Last fall I worked on an organic farm in Sicily. Initially, I hesitated to go because I would be there during Rosh Hashana, but then I found out there are Jews in Sicily! I connected with an extremely small community (a handful of people) in the gorgeous historic seaside town of Siracusa (Syracuse), where once had existed a substantial Jewish population. Just a few years ago, in the Jewish quarter, an ancient mikvah was found underneath a hotel. Far from the tourist-centered historic area is the rest of Siracusa, an unpretentious small Sicilian city, where, on an unremarkable road lined with apartment buildings and some shops, is the synagogue on the ground floor of a plain dark-red apartment building. One knows they’ve arrived at the synagogue because on a large metal gate is a huge sign announcing it is here.
A Sicilian rabbi who had spent the past few decades in the US and had returned a few years ago to establish the synagogue and build a community. Beyond the tent-covered modest courtyard, which seemed to have perhaps been the building’s driveway, one entered into the sanctuary. It is truly a shtibl–a small, dim room, lined with books and tapestries and a smattering of folding chairs. A steep circular staircase led to the women’s section upstairs which was a narrow, rickety wooden platform that extended around three sides of the room.
There were no more than a dozen and a half people, with about five of us being American tourists and the rest being locals. The attire of attendees ranged from stilettos and full suits (Americans) to sneakers and jeans. I was the only tourist who stayed for dinner and that was the best part of the evening. All of the Sicilians I talked to that evening were anusim–they thought or knew that they had some Jewish heritage but none had been raised Jewish (not all had been baptized Catholic, though). It was a small, eclectic group of people, of all ages and backgrounds from all over this area of the island. What I found astounding and remarkable was the sincere desire of each person to learn about Judaism and make it part of their lives. They each felt in their gut that they were Jewish. And, what made it even more impressive was this sense of commitment and dedication, despite having grown up in a traditional Catholic country, without any Jewish references in their Sicilian lives.

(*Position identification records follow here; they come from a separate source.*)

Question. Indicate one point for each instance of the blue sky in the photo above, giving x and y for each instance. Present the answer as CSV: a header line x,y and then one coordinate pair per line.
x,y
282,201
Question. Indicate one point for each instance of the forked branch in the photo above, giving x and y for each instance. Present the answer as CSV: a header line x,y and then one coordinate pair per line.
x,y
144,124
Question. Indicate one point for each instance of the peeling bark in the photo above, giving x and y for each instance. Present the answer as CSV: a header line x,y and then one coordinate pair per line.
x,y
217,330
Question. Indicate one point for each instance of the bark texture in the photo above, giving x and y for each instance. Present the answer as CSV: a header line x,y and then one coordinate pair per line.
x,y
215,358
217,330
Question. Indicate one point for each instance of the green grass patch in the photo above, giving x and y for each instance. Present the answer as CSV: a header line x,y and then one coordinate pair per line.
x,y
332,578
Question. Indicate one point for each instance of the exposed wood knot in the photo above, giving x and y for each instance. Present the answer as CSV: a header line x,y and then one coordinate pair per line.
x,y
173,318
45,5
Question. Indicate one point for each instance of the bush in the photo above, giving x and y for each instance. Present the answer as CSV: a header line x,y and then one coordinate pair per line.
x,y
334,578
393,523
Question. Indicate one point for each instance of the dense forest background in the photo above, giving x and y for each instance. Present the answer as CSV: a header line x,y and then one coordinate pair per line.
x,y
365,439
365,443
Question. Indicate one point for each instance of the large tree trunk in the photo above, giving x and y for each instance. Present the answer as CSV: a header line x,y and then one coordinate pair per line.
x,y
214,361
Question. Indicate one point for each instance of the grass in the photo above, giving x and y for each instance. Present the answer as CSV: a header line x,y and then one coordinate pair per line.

The added bonus to this Rosh Hashana celebration was that this being Sicily, the food was incredible. Without any kosher food available on the island, the rabbi’s assistant made everything, including a cheese. There were trays and trays of food for just a modest group of us. While nothing we ate was seemingly specific to Rosh Hashana, except for the ubiquitous apples and honey, one of the best dishes at the meal, I recall, was a simple pasta e fagioli dish. It was like all of the incredible meals I had in Sicily: simple, humble dishes that required no fancy ingredients and were not complicated to prepare. I didn’t get the recipe for this dish but I’ve attempted to recreate it as best I can (though I couldn’t resist adding slices of the most glorious golden zucchinis that I received this week in a farm box). Though there’s nothing traditionally Rosh Hashana in this dish, the produce is all at peak season and the golden zucchinis are cut into rounds to look like coins and whole for the new year.
For all of my previous Rosh Hashana recipes, click here.

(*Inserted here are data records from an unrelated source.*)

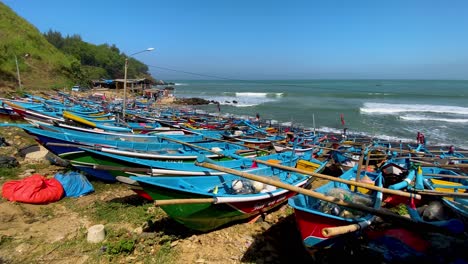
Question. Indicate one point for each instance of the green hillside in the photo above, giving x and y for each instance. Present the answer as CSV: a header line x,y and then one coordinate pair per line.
x,y
41,65
52,61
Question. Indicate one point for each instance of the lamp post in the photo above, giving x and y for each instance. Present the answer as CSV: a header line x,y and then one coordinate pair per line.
x,y
125,79
17,72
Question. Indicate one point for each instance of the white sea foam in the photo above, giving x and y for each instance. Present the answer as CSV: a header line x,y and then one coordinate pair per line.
x,y
392,109
250,94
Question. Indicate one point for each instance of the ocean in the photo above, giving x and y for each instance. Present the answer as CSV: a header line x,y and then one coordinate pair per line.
x,y
386,109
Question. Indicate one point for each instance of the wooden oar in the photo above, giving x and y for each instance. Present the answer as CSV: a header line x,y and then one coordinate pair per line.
x,y
340,230
439,193
446,176
336,179
382,212
361,160
231,142
441,151
192,145
129,169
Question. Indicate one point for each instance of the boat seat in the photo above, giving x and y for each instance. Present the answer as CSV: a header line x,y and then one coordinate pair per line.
x,y
187,186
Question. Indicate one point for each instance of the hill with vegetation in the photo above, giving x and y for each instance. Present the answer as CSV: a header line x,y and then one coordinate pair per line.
x,y
52,61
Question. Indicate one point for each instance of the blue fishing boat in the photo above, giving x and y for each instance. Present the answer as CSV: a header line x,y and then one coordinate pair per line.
x,y
314,216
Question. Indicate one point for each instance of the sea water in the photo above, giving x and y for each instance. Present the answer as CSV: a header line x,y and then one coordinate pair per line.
x,y
387,109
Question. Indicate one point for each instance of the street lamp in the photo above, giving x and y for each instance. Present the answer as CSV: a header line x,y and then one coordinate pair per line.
x,y
125,79
17,70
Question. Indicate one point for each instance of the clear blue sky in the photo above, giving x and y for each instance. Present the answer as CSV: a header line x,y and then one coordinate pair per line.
x,y
251,39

PS: Since my visit in Siracusa, I learned about a burgeoning community in Palermo, the capital of Sicily. You can read more about it here.
Pasta e Fagioli
1 box fusili or tubular pasta
1 3/4 cups or 1 can of cannellini beans
1/2 large white or yellow onion, chopped
1 large golden zucchini, thinly sliced
2-3 large tomatoes, chopped
2 cloves garlic, minced
salt and pepper to taste
handful chopped fresh herbs (I used basil and parsley)
- Prepare pasta al dente. Save a small amount of the pasta water.
- In a pan, add about 1 tbsp olive oil on low heat. Add onions and saute until soft.
- Add zucchini. If dry, add some of the pasta water (or a combination with more oil. Some white wine could also be good). Cook until the zucchini begins to soften.
- Add the tomatoes and garlic. Continue to cook and add pasta water, if needed (it shouldn’t be thin but you don’t want the ingredients sticking). Continue to cook on low heat until the tomatoes are soft and easily broken apart, for about 5 minutes.
- Add the beans and mix well. Cook for a few minutes.
- At this stage, you can mash (or puree in a blender) part of the beans and tomatoes into a bit of a sauce. If it’s too thick, add more pasta water, if needed. Some of the zucchini might get mashed too. If you mash part of it, once finished, add the blended mixture back into and mix all together.
- Fold in the freshly chopped herbs. Drizzle with a fruity olive oil and add salt and pepper to taste. Let sit for a minute.
- Serve over the pasta or fold pasta into sauce and mix well.